Laser enucleation of the prostate offers similar efficacy and safety outcomes as Transurethral Resection of Prostate (TURP) and open/ robotic-assisted simple prostatectomy. Recent technological progress has resulted in improved equipment design and the miniaturization of instruments in order to reduce urethral injury, friction and stricture rates. In this article we evaluated the safety, efficacy and complications of Minimally Invasive Laser Enucleation of Prostate (MILEP) and compared it with Holmium Laser Enucleation of Prostate (HoLEP).

Patients and methods

A retrospective analysis was performed on the patients who underwent HoLEP and MILEP between March, 2022 and December, 2023 at our institute. These patients were followed up for a period of 6 months.
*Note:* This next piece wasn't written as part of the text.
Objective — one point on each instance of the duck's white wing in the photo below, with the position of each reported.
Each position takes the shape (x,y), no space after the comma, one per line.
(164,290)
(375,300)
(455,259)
The clinical demographic, perioperative and functional outcome data were compared.

Results

Propensity score matching yielded 137 patients in each study group. The median prostate size was similar; [55(42–74) cc] in HoLEP group vs. [54(40–70) cc (p = 0.442)] in the MILEP group. MILEP group had significantly less enucleation time: [ 34(25–40) mins vs. 38 (30–45) mins; p = 0.012)] and morcellation time [6(4–10) mins vs. 7(5–11) mins; p = 0.04]. HoLEP group had significantly higher dry weight of morcellated tissue [25(15–40) g vs. 20 (15–32); p = 0.03)]. Both modalities demonstrated similar enucleation efficiency; [(0.68 (0.42-1gm/min and 0.67 (0.43–0.91) gm/min, in HoLEP and MILEP respectively; p = 0.368)]. There was no significant difference in the incontinence rates at catheter removal and at 6 months [(10.2% vs. 9.5%; p = 0.839, and 1.5% vs. 0%; p = 0.498, respectively)], urethral stricture [(10.2% vs. 4.4%, respectively; p = 0.063] and bladder neck contracture rates [(1.5% vs. 2.9%, respectively; p = 0.684)].

Conclusion

MILEP demonstrated comparable efficacy and safety to HoLEP, allowing safe management of small and medium sized glands.